Ramírez miró hacia donde estaba el Sargento. Este, junto a los Oficiales, seguía la evolución de la ceremonia, a unos seis o siete metros de ellos. Teodoro se cubrió los ojos con la mano.
- El sol está tan fuerte que me hace arder los ojos.
- Es que justo lo tenemos de frente.
El sacerdote miró a los soldados y levantó los brazos. Teodoro tocó a Ramírez con el codo.

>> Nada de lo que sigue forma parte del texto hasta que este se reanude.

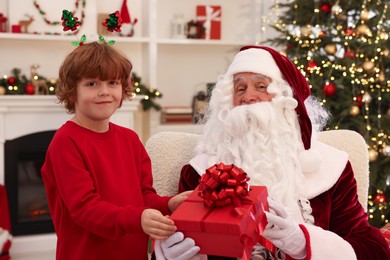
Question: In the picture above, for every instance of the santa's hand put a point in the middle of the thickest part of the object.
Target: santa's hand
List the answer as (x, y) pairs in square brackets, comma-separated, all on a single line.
[(284, 232), (176, 247)]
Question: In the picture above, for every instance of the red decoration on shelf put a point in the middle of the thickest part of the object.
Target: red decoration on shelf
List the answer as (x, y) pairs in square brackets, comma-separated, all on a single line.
[(126, 19), (29, 89), (329, 89), (11, 80)]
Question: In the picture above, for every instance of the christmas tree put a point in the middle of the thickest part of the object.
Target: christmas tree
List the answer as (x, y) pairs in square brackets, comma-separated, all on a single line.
[(343, 49)]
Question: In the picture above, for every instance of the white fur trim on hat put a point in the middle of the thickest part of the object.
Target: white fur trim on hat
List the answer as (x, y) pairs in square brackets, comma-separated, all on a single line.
[(257, 61)]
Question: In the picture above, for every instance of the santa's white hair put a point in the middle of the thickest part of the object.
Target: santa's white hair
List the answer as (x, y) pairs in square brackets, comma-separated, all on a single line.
[(262, 138)]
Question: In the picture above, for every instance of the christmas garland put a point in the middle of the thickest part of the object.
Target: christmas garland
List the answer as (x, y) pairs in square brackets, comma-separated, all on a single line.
[(54, 23)]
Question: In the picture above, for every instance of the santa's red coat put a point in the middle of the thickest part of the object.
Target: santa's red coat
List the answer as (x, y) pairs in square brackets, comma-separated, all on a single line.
[(341, 229)]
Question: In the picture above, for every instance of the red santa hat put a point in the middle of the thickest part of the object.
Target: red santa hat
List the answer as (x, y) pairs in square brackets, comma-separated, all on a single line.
[(269, 62)]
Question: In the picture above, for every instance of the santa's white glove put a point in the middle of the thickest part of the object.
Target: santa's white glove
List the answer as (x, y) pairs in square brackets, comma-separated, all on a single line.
[(176, 247), (284, 232)]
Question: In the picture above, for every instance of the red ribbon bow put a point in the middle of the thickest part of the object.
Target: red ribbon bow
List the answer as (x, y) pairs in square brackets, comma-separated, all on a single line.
[(222, 185)]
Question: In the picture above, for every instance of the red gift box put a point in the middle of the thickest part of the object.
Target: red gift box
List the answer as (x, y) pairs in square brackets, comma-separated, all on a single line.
[(210, 16), (229, 231)]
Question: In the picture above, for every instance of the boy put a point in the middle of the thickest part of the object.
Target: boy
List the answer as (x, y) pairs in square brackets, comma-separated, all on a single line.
[(97, 174)]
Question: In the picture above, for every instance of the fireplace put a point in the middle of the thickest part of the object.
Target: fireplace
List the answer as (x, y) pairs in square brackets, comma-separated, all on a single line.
[(24, 157), (27, 124)]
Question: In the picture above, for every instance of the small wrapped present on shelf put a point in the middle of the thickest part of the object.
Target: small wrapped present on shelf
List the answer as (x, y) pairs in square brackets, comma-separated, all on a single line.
[(210, 16), (223, 215)]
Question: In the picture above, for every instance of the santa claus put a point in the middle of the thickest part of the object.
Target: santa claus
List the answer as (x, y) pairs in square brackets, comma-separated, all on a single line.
[(260, 119)]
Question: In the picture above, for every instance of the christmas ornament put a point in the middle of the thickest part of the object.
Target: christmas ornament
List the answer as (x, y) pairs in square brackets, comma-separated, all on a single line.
[(355, 110), (380, 198), (383, 36), (349, 31), (113, 22), (336, 9), (24, 24), (306, 30), (69, 21), (364, 15), (350, 54), (381, 76), (329, 89), (29, 89), (367, 98), (330, 49), (386, 150), (372, 155), (362, 29), (311, 66), (326, 8), (368, 65), (359, 101)]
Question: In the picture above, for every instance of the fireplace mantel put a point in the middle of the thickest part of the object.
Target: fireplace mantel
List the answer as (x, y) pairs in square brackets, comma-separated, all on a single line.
[(23, 114)]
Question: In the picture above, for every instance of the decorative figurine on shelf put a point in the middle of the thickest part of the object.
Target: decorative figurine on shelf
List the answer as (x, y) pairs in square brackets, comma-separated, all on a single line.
[(3, 23), (195, 30), (178, 27), (39, 84), (24, 24), (199, 107), (127, 23)]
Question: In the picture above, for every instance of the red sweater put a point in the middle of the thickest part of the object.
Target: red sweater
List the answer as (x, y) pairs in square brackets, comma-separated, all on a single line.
[(98, 185), (336, 210)]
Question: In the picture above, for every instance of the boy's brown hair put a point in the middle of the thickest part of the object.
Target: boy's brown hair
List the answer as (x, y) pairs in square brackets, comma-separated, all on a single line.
[(92, 60)]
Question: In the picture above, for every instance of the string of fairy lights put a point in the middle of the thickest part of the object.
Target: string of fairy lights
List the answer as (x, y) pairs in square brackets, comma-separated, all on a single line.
[(362, 78)]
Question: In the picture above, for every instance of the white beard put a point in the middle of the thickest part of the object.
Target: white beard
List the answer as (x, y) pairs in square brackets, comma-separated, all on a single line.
[(263, 140)]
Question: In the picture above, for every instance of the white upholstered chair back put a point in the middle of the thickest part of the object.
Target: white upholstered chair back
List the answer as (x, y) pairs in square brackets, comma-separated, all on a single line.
[(169, 151)]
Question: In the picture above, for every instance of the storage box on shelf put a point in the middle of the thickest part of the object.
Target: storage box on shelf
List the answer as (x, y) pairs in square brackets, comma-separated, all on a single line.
[(177, 67)]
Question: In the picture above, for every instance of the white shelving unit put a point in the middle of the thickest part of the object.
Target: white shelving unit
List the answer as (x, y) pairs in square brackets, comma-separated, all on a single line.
[(178, 68)]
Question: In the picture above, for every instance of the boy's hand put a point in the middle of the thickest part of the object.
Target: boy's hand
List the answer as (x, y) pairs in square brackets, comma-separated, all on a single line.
[(175, 201), (156, 225)]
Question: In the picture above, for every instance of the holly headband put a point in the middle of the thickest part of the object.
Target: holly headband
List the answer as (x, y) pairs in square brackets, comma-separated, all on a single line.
[(112, 23)]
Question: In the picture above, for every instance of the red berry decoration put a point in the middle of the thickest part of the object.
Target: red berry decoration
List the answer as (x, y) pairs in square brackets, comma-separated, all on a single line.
[(329, 89), (113, 22), (69, 21), (29, 89)]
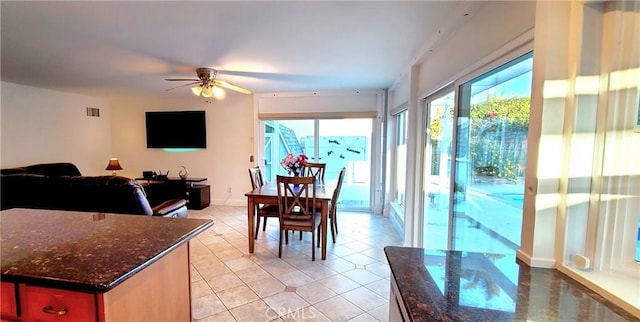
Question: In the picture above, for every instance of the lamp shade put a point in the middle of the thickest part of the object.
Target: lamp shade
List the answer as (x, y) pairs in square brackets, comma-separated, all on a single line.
[(113, 165)]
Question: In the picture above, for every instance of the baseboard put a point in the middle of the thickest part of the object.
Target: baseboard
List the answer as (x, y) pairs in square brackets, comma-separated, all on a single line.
[(535, 262)]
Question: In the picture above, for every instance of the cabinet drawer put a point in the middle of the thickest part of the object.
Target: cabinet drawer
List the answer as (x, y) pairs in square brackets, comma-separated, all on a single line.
[(48, 304), (8, 306)]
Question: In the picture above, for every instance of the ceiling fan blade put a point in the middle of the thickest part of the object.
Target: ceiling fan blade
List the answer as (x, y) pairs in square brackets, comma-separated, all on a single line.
[(232, 87), (184, 85)]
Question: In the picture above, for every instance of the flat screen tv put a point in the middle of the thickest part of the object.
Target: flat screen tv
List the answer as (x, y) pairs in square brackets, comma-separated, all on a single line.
[(176, 129)]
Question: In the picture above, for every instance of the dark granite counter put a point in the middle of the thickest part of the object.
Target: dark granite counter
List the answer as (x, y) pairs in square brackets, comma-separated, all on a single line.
[(463, 286), (85, 251)]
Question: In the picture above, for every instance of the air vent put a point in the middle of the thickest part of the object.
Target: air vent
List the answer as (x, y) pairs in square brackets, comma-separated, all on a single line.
[(92, 111)]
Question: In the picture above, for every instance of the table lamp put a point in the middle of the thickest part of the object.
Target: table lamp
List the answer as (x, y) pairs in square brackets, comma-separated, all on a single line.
[(114, 165)]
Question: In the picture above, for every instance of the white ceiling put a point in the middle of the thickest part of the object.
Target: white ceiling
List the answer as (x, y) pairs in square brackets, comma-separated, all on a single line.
[(120, 48)]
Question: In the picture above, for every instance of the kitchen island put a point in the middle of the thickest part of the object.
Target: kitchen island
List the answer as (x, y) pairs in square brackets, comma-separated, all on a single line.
[(82, 266), (447, 285)]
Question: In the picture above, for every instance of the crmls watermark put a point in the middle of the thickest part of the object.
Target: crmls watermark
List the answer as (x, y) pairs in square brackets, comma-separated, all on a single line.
[(295, 315)]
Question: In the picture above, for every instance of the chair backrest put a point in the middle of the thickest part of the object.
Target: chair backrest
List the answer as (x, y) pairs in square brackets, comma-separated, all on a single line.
[(315, 170), (296, 197), (255, 174), (336, 191)]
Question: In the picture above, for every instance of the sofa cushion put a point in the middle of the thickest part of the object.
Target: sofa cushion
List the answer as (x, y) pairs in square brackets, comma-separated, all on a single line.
[(54, 169)]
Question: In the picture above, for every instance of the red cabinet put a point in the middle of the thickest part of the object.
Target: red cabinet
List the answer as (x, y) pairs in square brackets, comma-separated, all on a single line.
[(49, 304)]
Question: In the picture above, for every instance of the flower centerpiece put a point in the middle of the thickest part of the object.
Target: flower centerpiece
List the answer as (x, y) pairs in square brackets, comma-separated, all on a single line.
[(294, 163)]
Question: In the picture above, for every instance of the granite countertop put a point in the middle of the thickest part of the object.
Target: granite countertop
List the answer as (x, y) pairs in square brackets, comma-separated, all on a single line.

- Che, Ramírez – le dijo, mientras todos se arrodillaban.
-¿Qué?
-¿Te puedo hacer una pregunta? – susurró.
-¿Qué querés?
-¿Tenés novia en Rosario? – dijo, bajando aún más la voz.
- Sí. No me hagás pensar en ella que me agarra la nostalgia – respondió Ramírez, algo disgustado.
Teodoro le habló casi al oído.
-¿Ella es comunista también? – preguntó.
- No, no sabe nada – respondió Ramírez, nervioso.
El cura les dio la orden de levantarse; luego juntó sus manos y rezó en voz baja. Teodoro miró hacia ambos costados para cerciorarse de que no estaban llamando la atención. Los rostros iguales de los soldados cercanos a ellos seguían la ceremonia con gesto inmutable.
-¿Por qué andás en todo esto? – continuó Teodoro.
- Ya te lo dije, para defenderme. No quiero que me agarren con los brazos cruzados, listo para el matadero.
-¿Pero no es una contradicción? – lo cuestionó su camarada – Sabemos que nos pueden matar en la guerra, y a eso ahora agregamos la posibilidad de que los Oficiales descubran nuestra conspiración, nos agarren y nos fusilen, dos posibilidades en contra en vez de una. Arrodillate.
-¡Joderse! – exclamó Ramírez, clavando sus rodillas en tierra, con disgusto.
- Yo todavía no estoy convencido – dijo Teodoro.
- Hacé lo que creas conveniente. Pensá que si los soldados de los dos ejércitos, el argentino y el chileno, nos unimos contra los Oficiales y confraternizamos, van a tener que retirar las tropas, la guerra se les va a ir a la mierda.
- Y si la guerra se les va a la mierda – concluyó Teodoro – también la manija política.
Ramírez lo palmeó suavemente en la espalda, aprobando la lógica correcta de su deducción.
- En las ciudades están llamando a una huelga – susurró en el oído de Teodoro.
Teodoro lo miró con una expresión de estupor.
-¿No me digas? – exclamó.
-Sí te digo. Calculá que en el frente se les pongan mal las cosas y después desde las ciudades les calienten el culo…
-No se van a sentir demasiado confortables, ¿no te parece? – dijo irónicamente Teodoro.
A una señal del sacerdote se pusieron de pie.
-Cagamos…- dijo Teodoro – el sermón.
            El sacerdote miró a la tropa por un momento. Era un hombrón de ojos claros; tenía un corte de cabello a lo militar y sus ademanes eran bruscos y autoritarios. Su voz estentórea y metálica llenó el espacio.
-Soldados de la Patria, hijos dilectos del Señor: Hoy tenemos que aceptar el camino doloroso de la guerra con obediencia y sacrificio, como buenos cristianos. La cruz cede su lugar a la espada. Pero la espada es la aliada de la grandeza. Cuando el Angel se presenta al Señor lo hace armado de espada. En tiempos como éstos la cruz y la espada son una misma cosa. Lo supieron los intrépidos conquistadores españoles que difundieron el mensaje de Dios a los salvajes de América; gracias a ellos hoy vivimos en una nación civilizada. La víbora del mal será cortada en dos contra la piedra y sonará entre nosotros, elevándose desde los valles, la trompeta del Angel. ¡No permita Dios ver nuestro suelo patrio hollado por el enemigo! ¡La muerte antes que la derrota! El pueblo todo será testigo del sacrificio de Uds., jóvenes héroes. Si en el campo de batalla el dedo de Dios los señala, acepten su destino con resignación cristiana: por el bienestar de nuestra Patria. ¡Adelante, por la victoria!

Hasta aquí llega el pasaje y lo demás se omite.